Q: Why bother with signature validation? What's the point?

A: The main purpose of the credentials_cookie feature is to communicate, securely, two pieces of information from the user's browser to your application: an access_token and LinkedIn member_id for that user.

Practically speaking, there is little point to validating the access_token - if someone attempts to spoof an access token, it will be invalid and we will not exhange it. So it's useless.

However, it is very important to validate the member_id field.

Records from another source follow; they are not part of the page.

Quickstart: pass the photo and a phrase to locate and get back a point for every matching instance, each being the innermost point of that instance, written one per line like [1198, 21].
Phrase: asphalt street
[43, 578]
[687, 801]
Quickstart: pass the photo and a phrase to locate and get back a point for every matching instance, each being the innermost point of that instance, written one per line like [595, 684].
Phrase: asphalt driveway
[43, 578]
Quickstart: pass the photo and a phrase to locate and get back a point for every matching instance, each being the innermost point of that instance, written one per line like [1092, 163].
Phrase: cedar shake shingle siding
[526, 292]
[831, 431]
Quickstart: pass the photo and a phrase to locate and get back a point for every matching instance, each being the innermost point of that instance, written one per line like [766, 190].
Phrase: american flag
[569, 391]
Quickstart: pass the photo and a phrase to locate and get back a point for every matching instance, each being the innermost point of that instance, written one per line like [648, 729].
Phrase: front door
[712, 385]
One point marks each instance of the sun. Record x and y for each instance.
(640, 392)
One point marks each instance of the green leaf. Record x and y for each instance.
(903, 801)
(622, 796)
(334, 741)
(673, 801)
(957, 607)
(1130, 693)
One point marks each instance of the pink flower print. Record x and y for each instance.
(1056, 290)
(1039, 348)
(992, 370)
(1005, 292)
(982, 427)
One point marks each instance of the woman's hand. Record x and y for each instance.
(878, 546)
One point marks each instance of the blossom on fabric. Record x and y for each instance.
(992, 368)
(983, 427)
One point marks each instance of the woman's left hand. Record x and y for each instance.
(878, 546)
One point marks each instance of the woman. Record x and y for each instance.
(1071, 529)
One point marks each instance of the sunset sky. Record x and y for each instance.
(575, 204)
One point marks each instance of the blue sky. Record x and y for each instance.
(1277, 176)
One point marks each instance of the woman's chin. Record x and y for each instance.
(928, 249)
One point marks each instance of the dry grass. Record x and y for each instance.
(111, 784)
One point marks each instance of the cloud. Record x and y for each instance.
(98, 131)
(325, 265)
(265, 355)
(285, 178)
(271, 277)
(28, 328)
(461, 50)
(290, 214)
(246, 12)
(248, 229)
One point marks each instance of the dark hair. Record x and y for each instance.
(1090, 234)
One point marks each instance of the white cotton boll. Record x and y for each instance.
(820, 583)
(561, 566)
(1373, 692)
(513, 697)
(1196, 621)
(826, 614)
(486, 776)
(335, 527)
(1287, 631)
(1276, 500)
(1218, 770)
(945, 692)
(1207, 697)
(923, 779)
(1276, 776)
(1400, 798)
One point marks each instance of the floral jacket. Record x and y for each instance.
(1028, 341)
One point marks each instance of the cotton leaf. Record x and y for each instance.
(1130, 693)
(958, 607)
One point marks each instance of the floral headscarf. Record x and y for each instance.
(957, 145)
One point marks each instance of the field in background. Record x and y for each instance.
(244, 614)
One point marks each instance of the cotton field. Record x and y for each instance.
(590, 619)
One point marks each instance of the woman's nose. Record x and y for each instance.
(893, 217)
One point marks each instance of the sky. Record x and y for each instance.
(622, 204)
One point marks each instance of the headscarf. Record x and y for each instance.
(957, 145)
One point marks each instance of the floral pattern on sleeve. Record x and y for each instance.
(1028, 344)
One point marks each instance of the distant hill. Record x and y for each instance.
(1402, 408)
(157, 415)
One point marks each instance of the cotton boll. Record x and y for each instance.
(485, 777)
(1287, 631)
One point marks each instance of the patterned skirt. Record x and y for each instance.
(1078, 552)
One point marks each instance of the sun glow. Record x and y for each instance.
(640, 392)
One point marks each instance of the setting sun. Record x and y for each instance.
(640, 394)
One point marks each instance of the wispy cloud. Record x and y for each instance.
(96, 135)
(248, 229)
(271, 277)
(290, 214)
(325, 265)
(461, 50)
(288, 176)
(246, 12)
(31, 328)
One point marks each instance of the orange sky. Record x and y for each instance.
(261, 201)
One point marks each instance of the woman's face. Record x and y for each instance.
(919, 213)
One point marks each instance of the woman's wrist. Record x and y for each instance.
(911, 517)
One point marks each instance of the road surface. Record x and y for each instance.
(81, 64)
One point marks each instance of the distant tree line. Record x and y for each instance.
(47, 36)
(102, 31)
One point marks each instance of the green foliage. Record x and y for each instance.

This is critical! If your application relies on the LinkedIn JavaScript API for authentication, you need a way to verify that the incoming cookie identifies the correct user. In other words, we must prevent against spoofing attacks where a malicious user provides someone else's member_id as his or her own. By including the member_id in the signature_base (and computing the signature based on our shared API secret), we allow you to verify that the member_id has not been spoofed.

We strongly encourage you to always perform the signature validation.

Q: What's a typical scenario for using this functionality?

A: Let's say that you build a search application like http://instant.linkedinlabs.com. This is a rich, responsive application powered by the LinkedIn JavaScript API - all data and functionality flows smoothly between the user's browser and LinkedIn (you don't need a backend at all!). However, as a premium feature for your application, you want to email paying users once a week with search updates. To perform these searches, you need offline access. The JS API does not offer offline access, but by using the token Exchange API (described in this document) you can obtain an offline token for making OAuth 1.0a REST calls whenever necessary.